Infine, una questione che il libro non affronta, offrendo però, mi pare, interessanti possibilità di sviluppo, è quella della possibilità e dei limiti della coercizione del soggetto. Infatti è parte della nostra esperienza della normatività che i soggetti che non riconoscono o non seguono l’ordine normativo che potrebbero riconoscere con la ragione e seguire con le azioni, possono (o anche talvolta devono) essere costretti: questo sia a livello individuale (morale) sia a livello pubblico (politica). Naturalmente variano i giudizi sull’estensione dell’ammissibilità dell’interferenza nelle due sfere e variano i modi di intendere il rapporto tra politica e morale: ma quasi tutti riconoscono l’ineludibilità di questo fatto dell’esperienza normativa, pena l’impossibilità di giustificare, per esempio, l’educazione o la giustizia penale.
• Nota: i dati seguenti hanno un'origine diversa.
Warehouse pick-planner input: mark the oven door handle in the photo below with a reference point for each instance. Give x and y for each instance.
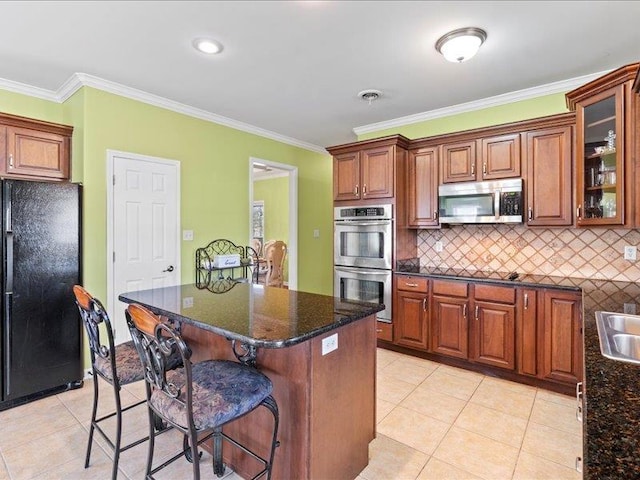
(362, 271)
(356, 223)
La metafisica tradizionale, oggettivista, aveva buon grado a parlare di ordine oggettivo, ma, pur riconoscendo che soggettivamente un atto umano non può dirsi tale se il soggetto non è in grado di conoscerne il fine e di valutarlo come buono, aveva difficoltà a stabilire il limite entro il quale un atto buono o doveroso non riconosciuto come tale dal soggetto potrebbe essere imposto al medesimo senza compromettere la sua natura di agente. Ciò che mi preme sottolineare è che l’approccio trascendentale di Botturi può indicare una via di soluzione a questo problema epistemologico: mettendo in luce la struttura antropologica trascendentale del desiderio umano, egli mostra la via soggettiva che conduce al riconoscimento della corrispondenza del bene alla struttura profonda del soggetto. Mi pare che questo approccio permetta di determinare limiti interni alla possibilità di scelta del soggetto, uscendo dai quali la sua azione comporterebbe la negazione della sua stessa soggettività, costituendo, quindi, criteri di coercibilità esterna in vista della salvaguardia dell’esistenza dello stesso soggetto.